Then in the 1970s and 1980s, a wave of young men immigrated to California, finding restaurant jobs in Culver City, Venice and Torrance. Garcia was among two dozen who found kitchen work in a Torrance Szechwan restaurant.


Now he walked Santa Ana's quiet streets. Red-brick homes had replaced the adobe. There were small grocery stores, and even though men often herded donkeys and bulls through town, many families also had trucks.


As he began his tenure as councilman, he and his wife settled into the house that he and his brothers had built in place of their late father's adobe home. He also planted corn on their nine acres, just as his ancestors had on the same soil. Like them, he plowed the fields using bulls.


He also knew that many villagers thought the migrants were getting rich in the United States.

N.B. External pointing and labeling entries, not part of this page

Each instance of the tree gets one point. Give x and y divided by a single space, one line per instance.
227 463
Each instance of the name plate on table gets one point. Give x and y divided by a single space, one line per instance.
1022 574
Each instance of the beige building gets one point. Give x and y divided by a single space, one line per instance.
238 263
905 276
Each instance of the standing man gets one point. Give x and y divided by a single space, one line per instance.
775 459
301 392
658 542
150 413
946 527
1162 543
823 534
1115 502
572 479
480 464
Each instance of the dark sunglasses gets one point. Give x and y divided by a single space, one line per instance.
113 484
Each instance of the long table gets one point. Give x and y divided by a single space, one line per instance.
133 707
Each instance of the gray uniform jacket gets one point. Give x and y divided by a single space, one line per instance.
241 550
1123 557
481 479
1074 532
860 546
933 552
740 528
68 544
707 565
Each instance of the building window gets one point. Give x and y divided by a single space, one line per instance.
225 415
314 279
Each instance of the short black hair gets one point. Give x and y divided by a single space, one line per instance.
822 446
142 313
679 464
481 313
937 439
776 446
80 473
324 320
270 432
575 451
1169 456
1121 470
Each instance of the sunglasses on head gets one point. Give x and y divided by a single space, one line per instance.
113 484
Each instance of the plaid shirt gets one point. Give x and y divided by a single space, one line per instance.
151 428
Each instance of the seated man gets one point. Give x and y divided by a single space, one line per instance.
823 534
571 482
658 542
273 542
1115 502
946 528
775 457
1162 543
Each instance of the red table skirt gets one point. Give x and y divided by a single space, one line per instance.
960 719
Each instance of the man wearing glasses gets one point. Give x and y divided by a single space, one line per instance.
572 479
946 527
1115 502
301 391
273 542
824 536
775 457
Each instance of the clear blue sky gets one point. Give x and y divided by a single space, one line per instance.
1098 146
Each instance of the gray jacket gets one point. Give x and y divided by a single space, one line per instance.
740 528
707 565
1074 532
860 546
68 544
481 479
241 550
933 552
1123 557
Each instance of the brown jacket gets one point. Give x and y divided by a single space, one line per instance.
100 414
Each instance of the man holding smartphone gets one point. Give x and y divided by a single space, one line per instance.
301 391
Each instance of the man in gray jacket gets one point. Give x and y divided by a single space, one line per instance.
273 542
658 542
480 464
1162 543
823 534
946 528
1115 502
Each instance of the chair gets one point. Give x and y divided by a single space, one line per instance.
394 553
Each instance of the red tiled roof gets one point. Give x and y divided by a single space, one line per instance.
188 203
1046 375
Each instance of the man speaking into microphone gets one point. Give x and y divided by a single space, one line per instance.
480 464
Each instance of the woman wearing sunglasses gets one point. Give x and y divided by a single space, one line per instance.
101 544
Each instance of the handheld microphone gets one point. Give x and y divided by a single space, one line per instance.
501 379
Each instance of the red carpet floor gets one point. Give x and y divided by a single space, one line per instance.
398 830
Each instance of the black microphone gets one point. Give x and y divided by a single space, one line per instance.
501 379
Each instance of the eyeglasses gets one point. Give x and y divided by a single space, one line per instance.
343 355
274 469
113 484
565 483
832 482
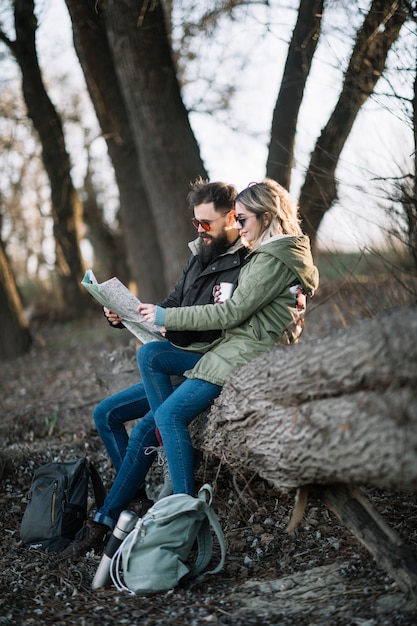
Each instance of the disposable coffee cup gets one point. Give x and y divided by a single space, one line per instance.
226 290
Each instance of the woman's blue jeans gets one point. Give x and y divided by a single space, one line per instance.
175 409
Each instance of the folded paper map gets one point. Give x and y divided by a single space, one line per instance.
114 295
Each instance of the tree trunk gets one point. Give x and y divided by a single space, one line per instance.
340 409
15 338
142 248
336 412
381 28
66 205
301 50
169 154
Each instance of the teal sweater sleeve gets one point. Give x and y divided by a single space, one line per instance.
159 316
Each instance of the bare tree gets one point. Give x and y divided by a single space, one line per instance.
66 205
380 29
301 51
142 247
169 153
15 338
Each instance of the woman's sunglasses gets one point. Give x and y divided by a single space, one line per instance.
242 220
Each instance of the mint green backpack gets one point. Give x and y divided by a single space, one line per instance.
155 555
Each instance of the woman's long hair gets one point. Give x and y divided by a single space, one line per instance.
273 200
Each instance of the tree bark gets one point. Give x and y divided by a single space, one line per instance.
339 409
301 50
66 205
381 28
15 338
142 248
168 150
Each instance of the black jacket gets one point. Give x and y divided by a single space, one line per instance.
195 286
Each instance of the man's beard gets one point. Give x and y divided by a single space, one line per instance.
210 251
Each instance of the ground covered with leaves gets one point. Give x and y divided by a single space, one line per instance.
319 575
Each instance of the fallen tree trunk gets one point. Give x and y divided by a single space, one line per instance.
338 409
336 413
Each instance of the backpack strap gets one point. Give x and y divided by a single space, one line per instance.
204 538
98 487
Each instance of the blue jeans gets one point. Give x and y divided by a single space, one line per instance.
136 462
174 410
111 415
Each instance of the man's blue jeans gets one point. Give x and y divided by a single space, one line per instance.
111 415
174 410
186 402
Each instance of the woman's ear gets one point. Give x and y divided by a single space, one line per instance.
232 217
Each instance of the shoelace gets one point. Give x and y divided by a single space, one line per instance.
162 460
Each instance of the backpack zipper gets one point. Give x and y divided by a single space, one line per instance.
54 502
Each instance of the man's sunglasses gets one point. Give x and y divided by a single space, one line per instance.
206 224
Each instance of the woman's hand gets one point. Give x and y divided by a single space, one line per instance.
112 318
148 311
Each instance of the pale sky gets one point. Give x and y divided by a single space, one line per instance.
238 155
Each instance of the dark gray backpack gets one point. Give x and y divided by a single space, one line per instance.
57 506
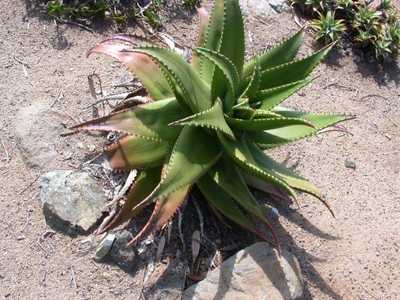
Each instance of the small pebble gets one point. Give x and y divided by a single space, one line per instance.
350 164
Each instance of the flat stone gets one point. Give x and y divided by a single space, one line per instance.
71 200
122 254
257 272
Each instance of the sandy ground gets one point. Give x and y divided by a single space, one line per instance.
355 256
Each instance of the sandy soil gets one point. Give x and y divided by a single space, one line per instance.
355 256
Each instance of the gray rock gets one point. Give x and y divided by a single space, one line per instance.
72 201
167 282
257 272
104 247
37 128
256 8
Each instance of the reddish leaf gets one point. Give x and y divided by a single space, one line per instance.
139 64
143 186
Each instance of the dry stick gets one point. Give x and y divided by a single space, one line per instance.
7 158
180 229
29 185
21 62
371 95
59 97
73 281
201 219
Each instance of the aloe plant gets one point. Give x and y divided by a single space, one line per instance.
208 122
328 29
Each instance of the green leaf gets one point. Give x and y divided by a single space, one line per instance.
228 177
280 136
227 206
280 54
212 118
272 97
150 119
292 71
193 155
189 87
266 123
163 211
238 151
149 74
230 77
145 183
134 152
280 171
285 174
212 40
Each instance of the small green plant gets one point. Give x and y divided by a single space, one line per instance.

In 1986, villagers decided that migrants had to do service jobs, even if it meant they would have to return home. The jobs began to proliferate. Because the workers didn't draw a salary, essential services could be provided without draining the municipal budget. In one instance, a different person for every day of the week was put in charge of turning on the water system.


Some migrants, preferring not to leave the United States, began paying others to do their work, and it became common in Santa Ana to name migrants to jobs in the expectation that they would pay others back home. Some villagers relied on this income. Migrants compared the system to extortion.


Others saw the essence of Indian life and culture wrapped up in usos y costumbres. The work helped youths understand their responsibilities to one another and to the town, said Jacinto Matias, a former weaver who spent 31 years in the United States and now lives in Santa Ana.


That labor "is how we're a community," said Matias, who has put in nine years of service work as a police officer, a caretaker at a school and a church, and an operator of the water system. His brother helped him a little financially, but he and his wife mostly supported themselves by working in the fields, growing corn.